2.1 – Conference Opening – Presentations by the Authorities

In development.

2.2 – Open Access – routes towards universalization: golden national based solutions

The adoption of national, regional and institutional policies to promote free access to scientific knowledge have contributed significantly to boosting the growth of open access. In this context, the gold route represents one of the most important paths for the universalization of open access to scientific literature and the solutions employed complement the advances of open access globally with the contribution of the commercial publishers that started to gradually adopt open access solutions, the emergence of open access megajournals and open access repositories of articles published in restricted access journals. In recent years we have also seen the easing of use licenses that contribute to the increase of the number of open access publications, mainly in line with the principles and practices of open science.

Although the increase of open access publications is noticeable, the distribution of these titles among countries is not homogeneous; two contexts stand out. On the one hand, there are countries with an important tradition in commercial publishing, especially in the USA, UK, the Netherlands and Germany, and whose advance toward open access depends on business models that ensure the financial returns to large publishers; and on the other, there are mainly the emerging economies, whose journals do not draw much commercial interest, being mostly published in open access. Between these two environments, there are also national initiatives in developed countries that publish journals outside the commercial circuit of the large publishers.

In this scenario, Latin America is known to be one of the most advanced regions of the world to use the open access publishing model as a strategy to increase the visibility of the scientific output in the countries of the region. This protagonism is largely driven by national and regional initiatives, underlining the pioneering SciELO, which, through its decentralized model, promoted and developed a network of national collections of open access journals, focusing on each countries’ conditions and priorities. In most of these countries the collections reflect the implementation of public policies supporting research infrastructure and its communication, with emphasis on nationally published journals.

Through similar solutions, other countries have also highlighted the importance of nationally published journals for their national research systems, and have been making efforts to develop national open access journals collections (France, Serbia, and Japan, among others) as one of the essential components of their strategies of active participation in the global flow of scientific output and scholarly communication.

In view of the above, this panel will analyze the main characteristics of the most relevant national solutions, advances already achieved, barriers and challenges toward universalization of open access and alignment with open science.

Syllabus

Open access gold route journals, characteristics of national solutions, funding models for open access, metrics on the state of open access, barriers to universal access, and open access policies in line with open science practices.

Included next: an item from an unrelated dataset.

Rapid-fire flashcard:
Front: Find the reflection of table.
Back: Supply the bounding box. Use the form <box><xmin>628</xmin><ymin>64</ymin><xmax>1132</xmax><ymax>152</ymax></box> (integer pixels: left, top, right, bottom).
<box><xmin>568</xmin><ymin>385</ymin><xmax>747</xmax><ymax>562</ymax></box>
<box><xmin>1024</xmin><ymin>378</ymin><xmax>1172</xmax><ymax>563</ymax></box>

2.3 – Open Access – routes towards universalization: gold and hybrid journals, green, and others

Open Access is increasingly a determining part of the structures and processes of scholarly communication, particularly in the emerging open science modus operandi, which presupposes the opening of all research components. Currently, most scholarly communication instances, products and services refer to open access in some way. The bibliographic indexes started to identify open access articles. New publishers were created, most commercial publishers started to publish open access journals or offer authors the possibility to publish open access articles in subscription journals. Open access mega journals have appeared. In developing countries, open access journals predominate, with emphasis on the pioneering SciELO Program, publishing open access journals from 1998, four years before the Budapest Open Access Initiative declaration. The preprints modality with open access availability of manuscripts before evaluation and publication in journals grows and new tools appear. Several innovative models have emerged in recent years to promote open access to journal articles, such as library consortia or crowdfunding. There is still difficulty and resistance from publishers in developing financial models that enable open access, and the calculation of article processing charges (APC) remains opaque. But the main force that can make the universalization of open access viable is public policies, the best example being currently the European Commission’s Horizon 2020 program.

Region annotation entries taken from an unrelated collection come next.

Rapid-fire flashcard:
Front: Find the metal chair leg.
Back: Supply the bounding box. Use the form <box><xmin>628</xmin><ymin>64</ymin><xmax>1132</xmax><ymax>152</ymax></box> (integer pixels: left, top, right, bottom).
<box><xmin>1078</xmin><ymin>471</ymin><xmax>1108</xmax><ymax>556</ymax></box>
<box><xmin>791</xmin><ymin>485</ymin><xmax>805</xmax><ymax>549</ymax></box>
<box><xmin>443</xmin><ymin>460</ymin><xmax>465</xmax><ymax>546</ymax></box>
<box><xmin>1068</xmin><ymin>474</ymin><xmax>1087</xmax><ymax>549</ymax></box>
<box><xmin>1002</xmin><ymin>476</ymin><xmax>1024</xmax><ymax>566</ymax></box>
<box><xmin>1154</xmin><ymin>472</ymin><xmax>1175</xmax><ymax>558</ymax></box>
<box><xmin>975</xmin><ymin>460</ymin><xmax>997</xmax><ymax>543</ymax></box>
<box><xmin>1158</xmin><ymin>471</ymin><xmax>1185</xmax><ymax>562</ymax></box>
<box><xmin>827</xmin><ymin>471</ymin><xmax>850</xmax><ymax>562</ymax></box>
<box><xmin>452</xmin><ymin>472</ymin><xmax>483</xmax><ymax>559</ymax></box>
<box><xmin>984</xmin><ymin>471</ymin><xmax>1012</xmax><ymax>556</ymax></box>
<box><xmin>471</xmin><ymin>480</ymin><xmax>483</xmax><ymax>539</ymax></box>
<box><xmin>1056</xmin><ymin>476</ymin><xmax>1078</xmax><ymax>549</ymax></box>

Before this landscape, this panel will analyze progress already achieved, the promising solutions and the persistent barriers in the routes towards the universalization of open access.

Syllabus

The classical open access modalities – gold route journals, green route, new models of open access financing, metrics on the status of open access, barriers to the universalization of open access, and open access policies.

3.1 – Fast communication: preprints, peer-review, continuous publishing

Free and open access, transparent assessment and dissemination of research in a fast, shared, collaborative, participative and clear manner for all of society are some of the principles of Open Science. The recognition and adoption of open research practices is growing, including new policies that increase public access to scholarly literature and encourage openness of codes and data sharing for its reproduction. Among these initiatives which are reconfiguring scientific communication, preprints have been consolidating themselves as a promising space for free, open and transparent knowledge, streamlining the editorial process. Preprints are the first formal step in making the manuscripts publicly available before being approved by a journal.

The logics of publishing based on science guiding principles have always been in the decision-making power of the editor. From the choice of referees to the distribution of articles approved in publishing editions, the time management to publish keeping quality, periodicity and celerity regarding feedback on the output was always a challenge to editors. Moreover, this time management becomes an even greater challenge to the publishing process in Brazil, and in some parts of Latin America, whose journals’ management is mainly based on voluntary work. Given this scenario, initiatives that seek to make scientific communication faster and more transparent appear as solutions to the daily difficulties of scientific publishing, such as, for instance, preprints, continuous publication and open peer review.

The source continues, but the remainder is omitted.